Search code examples
regexapex-code

Regex to match only till first occurence of class match


I'm looking to construct a regex which will help me identify the first occurrence of a match.

My current regex is "(.*)[Cc][Aa][Ss][Ee][^a-zA-Z\\d]*(\\d\\d*)[^a-zA-Z\\d]*(.*)"

What I am trying to do is to find if the input string contains the word "case" (case insensitive), followed by any number of special characters, followed by a number; I want to retrieve 3 parts of the text. Say my input string is "RE: FW: case:-1234: there is some description" Using this regex, I am able to retrieve, "RE: FW: ", "1234", "there is some description".

This is fine, but if my input string is "RE: FW: case:-1234: This is in reference to case 789 reopening" Then my regex returns, "RE: FW: case:-1234: This is in reference to", "789", "reopening".

What I would like to get is "RE: FW: ", "1234", "This is in reference to case 789 reopening".

I am a newbie with regex, so any help is much appreciated.

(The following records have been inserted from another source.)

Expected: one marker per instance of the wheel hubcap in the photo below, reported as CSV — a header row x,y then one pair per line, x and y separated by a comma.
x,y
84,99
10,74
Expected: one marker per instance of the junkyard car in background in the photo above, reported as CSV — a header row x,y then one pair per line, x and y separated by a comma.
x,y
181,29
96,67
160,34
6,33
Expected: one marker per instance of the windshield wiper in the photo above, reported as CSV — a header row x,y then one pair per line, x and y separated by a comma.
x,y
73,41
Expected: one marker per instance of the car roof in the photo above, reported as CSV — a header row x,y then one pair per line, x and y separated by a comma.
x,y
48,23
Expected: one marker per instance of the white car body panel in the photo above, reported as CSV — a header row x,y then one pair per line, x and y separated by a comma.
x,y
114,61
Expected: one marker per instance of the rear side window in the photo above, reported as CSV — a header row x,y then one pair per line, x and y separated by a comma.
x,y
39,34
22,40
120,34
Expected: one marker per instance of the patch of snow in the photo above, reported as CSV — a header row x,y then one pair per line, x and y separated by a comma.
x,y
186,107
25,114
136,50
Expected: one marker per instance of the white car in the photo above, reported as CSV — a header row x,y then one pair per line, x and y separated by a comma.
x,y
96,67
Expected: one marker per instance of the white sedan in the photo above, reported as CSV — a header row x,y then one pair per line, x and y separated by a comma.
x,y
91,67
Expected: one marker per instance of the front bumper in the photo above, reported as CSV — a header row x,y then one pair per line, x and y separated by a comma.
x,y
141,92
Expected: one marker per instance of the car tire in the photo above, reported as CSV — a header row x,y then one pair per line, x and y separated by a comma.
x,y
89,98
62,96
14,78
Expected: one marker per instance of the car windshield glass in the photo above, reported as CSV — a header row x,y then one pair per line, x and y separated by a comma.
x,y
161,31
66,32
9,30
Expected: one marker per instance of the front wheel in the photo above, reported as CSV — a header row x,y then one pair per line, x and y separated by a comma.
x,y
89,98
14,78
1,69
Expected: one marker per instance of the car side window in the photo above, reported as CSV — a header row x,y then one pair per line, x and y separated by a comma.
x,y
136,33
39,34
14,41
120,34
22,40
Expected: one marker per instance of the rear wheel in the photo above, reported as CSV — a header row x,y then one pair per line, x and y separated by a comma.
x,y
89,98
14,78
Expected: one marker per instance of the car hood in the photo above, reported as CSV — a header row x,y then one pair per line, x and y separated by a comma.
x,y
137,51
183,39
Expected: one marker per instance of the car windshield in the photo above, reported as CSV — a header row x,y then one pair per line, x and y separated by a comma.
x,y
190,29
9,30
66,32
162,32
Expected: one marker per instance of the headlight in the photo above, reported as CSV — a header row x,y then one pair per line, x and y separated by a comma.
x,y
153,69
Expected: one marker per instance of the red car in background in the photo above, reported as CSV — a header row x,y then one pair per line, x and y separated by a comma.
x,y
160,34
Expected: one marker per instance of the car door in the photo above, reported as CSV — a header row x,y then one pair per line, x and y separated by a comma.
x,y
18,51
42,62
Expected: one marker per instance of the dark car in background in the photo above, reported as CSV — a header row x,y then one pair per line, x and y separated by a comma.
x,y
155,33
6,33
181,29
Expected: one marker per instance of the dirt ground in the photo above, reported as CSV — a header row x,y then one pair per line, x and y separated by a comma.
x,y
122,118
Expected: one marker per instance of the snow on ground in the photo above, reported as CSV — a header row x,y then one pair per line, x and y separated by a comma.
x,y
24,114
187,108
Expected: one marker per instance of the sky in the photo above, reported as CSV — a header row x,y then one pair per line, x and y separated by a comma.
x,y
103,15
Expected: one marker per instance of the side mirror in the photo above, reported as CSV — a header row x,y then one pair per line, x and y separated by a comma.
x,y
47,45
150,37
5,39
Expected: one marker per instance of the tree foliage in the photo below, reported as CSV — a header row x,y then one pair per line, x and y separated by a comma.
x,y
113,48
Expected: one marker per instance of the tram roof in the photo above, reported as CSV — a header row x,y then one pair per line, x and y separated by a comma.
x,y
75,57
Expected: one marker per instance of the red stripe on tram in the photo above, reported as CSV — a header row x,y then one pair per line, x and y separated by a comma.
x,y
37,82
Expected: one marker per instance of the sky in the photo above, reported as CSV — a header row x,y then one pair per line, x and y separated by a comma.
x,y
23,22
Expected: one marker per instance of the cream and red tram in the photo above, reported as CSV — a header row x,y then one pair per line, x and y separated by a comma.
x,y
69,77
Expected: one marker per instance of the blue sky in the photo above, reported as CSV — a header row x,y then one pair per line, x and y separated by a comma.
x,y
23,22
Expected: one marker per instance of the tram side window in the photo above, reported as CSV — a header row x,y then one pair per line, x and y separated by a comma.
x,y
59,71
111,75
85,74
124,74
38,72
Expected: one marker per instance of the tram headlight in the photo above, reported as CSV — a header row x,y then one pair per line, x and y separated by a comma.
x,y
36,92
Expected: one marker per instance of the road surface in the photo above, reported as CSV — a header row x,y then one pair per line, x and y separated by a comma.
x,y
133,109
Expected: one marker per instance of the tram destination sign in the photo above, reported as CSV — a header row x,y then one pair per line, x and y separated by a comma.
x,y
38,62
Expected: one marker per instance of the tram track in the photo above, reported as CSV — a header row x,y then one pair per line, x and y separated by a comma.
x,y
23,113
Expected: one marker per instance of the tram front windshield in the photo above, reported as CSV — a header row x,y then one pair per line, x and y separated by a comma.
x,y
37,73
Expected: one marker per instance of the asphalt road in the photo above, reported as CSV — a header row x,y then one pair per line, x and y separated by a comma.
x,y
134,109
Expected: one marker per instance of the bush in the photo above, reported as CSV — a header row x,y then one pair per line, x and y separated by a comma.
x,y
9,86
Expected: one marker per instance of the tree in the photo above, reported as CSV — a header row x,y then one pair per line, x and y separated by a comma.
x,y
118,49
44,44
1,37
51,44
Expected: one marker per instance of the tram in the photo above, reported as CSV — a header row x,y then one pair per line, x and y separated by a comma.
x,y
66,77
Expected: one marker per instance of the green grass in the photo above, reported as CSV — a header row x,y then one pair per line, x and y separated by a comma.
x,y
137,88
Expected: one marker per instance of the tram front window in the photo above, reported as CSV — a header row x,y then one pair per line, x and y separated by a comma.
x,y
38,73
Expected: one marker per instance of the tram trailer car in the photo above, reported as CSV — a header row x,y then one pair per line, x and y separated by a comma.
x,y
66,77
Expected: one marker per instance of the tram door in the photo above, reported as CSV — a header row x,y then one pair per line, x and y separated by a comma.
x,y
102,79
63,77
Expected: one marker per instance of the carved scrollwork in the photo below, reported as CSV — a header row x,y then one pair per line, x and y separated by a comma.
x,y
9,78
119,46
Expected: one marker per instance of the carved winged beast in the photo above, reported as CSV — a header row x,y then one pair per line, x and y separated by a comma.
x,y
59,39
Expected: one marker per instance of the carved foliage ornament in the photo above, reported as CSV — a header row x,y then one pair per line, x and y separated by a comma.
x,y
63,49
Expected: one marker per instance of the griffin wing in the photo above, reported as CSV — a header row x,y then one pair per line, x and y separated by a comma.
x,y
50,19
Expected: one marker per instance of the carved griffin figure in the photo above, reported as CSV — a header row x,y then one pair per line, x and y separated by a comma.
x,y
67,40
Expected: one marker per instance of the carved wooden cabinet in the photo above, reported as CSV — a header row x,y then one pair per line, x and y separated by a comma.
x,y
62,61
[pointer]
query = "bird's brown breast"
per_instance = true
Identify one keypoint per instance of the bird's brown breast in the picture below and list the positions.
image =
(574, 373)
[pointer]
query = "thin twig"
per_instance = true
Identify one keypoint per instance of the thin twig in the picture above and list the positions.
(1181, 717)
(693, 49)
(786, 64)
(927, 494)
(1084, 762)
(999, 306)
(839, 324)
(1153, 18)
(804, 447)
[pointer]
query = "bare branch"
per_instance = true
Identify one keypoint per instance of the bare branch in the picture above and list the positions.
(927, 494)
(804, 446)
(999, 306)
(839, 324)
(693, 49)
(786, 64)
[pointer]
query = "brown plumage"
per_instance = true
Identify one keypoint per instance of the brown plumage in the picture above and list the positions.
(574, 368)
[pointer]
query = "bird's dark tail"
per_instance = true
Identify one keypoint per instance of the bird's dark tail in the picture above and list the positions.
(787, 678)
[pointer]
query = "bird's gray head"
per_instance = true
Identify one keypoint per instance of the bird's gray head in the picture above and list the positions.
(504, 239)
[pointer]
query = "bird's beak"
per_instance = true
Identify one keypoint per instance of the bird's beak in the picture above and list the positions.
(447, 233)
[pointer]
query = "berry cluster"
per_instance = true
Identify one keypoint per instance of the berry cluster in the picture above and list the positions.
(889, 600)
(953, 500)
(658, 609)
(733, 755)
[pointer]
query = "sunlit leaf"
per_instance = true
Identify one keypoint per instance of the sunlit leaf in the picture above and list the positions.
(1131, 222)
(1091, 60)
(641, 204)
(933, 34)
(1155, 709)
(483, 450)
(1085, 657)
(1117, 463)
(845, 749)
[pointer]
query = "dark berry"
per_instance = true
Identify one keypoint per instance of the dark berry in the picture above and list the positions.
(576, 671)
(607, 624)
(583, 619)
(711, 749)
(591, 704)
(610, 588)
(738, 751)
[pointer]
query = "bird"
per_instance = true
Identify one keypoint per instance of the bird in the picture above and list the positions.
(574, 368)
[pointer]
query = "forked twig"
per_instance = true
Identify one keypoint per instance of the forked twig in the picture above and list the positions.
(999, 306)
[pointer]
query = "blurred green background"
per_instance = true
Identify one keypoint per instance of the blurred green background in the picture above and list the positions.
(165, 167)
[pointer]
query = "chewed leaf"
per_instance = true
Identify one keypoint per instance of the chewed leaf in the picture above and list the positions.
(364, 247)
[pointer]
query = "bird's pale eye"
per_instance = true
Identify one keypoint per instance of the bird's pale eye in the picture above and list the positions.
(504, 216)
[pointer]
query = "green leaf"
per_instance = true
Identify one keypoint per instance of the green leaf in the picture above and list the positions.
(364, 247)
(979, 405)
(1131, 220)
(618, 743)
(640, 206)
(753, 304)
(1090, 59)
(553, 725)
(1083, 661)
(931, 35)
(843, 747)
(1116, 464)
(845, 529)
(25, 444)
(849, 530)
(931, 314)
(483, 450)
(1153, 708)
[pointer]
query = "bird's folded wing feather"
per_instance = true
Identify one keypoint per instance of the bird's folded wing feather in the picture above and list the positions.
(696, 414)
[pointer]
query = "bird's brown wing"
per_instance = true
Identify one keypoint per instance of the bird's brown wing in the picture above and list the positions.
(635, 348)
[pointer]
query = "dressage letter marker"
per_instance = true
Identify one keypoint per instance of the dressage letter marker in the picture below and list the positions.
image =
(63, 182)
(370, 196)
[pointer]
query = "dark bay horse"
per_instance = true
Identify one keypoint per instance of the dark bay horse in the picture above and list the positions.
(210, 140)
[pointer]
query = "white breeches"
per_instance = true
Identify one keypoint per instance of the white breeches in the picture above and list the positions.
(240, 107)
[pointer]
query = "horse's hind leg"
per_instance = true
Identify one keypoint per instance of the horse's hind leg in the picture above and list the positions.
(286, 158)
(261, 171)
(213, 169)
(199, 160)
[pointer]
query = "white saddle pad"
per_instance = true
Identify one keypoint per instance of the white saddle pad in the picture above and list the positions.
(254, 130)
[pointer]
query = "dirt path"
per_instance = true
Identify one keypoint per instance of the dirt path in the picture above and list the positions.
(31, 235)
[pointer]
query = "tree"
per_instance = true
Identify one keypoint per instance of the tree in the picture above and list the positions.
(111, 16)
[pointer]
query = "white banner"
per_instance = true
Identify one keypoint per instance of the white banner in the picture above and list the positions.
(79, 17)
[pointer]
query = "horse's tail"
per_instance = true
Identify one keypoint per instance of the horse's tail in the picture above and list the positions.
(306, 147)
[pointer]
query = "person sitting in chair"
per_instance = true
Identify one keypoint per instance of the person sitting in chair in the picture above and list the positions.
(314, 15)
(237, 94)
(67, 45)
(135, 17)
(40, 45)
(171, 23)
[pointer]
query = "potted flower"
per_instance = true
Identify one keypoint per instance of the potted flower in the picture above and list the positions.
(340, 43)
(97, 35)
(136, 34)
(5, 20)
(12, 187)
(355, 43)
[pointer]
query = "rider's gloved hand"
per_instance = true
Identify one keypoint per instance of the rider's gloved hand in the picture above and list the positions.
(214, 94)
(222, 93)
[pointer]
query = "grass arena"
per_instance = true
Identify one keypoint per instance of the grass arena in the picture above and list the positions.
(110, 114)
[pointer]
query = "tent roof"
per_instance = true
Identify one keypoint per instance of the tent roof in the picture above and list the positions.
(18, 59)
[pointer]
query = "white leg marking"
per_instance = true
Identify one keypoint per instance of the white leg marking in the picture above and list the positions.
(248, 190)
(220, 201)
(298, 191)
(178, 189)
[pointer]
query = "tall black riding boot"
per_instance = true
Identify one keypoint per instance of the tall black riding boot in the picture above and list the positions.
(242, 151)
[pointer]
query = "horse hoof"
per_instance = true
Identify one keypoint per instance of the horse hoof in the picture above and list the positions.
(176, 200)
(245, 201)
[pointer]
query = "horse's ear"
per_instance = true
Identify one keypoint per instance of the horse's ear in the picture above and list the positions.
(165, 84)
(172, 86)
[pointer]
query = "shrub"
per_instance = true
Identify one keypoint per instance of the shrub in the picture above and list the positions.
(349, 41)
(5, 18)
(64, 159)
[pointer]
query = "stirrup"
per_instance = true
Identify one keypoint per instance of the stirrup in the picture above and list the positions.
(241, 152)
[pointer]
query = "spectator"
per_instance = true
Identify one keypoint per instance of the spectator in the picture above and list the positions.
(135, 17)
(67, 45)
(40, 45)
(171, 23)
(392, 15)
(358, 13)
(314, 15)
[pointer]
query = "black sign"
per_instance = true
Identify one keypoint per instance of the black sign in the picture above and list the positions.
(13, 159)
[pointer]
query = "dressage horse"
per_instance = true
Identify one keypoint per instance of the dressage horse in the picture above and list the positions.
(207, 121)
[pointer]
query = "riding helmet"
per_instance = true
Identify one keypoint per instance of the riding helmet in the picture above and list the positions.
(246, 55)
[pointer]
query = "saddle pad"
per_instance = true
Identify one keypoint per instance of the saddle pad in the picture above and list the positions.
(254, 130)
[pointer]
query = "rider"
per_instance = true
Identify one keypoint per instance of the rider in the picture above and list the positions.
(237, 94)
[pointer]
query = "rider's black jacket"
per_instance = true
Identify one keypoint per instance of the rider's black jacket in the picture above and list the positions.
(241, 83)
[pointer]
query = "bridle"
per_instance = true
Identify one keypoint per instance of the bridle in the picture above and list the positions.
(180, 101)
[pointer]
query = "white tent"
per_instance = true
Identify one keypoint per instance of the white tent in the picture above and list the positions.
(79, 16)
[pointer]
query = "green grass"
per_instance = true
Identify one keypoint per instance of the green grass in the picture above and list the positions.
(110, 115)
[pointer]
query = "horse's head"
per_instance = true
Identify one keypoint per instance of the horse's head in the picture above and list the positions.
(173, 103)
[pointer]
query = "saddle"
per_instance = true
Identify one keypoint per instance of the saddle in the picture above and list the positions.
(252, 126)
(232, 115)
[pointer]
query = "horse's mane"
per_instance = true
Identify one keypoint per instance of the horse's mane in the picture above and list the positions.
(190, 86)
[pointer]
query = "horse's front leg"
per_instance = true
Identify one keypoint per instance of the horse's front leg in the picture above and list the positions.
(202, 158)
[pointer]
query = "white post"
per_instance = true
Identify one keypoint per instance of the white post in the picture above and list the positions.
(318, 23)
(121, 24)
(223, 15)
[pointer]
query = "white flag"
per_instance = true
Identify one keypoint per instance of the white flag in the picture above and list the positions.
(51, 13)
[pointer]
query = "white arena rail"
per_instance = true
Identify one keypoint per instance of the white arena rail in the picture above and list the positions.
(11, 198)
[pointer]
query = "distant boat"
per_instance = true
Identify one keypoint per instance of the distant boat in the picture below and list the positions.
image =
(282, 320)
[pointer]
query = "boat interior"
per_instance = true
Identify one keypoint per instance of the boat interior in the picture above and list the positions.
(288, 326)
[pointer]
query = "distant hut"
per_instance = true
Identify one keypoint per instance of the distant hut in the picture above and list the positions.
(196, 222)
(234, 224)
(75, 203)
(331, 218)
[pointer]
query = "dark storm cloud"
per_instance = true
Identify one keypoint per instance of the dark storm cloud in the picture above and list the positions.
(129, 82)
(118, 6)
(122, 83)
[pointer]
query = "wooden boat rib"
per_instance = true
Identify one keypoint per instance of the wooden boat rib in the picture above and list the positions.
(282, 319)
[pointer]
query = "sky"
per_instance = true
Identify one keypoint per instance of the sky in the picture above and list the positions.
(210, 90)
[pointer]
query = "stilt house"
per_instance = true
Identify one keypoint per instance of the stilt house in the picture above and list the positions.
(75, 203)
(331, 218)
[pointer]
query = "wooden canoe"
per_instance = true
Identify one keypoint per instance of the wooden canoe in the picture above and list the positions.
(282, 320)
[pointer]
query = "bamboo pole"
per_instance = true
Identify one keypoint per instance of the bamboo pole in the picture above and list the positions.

Note: I am working on a java based tool, so java compatible regex would be nice.


Solution

  • Does your regex have to match the entire string (i.e. does it use matches)? If not (or if you can choose to use find instead) simply remove the (.*), because that's what pushes your match back:

    [Cc][Aa][Ss][Ee][^a-zA-Z\\d]*(\\d\\d*)[^a-zA-Z\\d]*
    

    Otherwise, make the leading repetition non-greedy;

    (.*?)[Cc][Aa][Ss][Ee][^a-zA-Z\\d]*(\\d\\d*)[^a-zA-Z\\d]*(.*)
    

    By the way, you can simplify this, using case-insensitive matching. If you cannot activate it in your tool, you can do it inline in the regex:

    (?i)(.*?)case[^a-z\\d]*(\\d+)[^a-z\\d]*(.*)
    

    Note that I also simplified the number. + means 1 or more occurrence.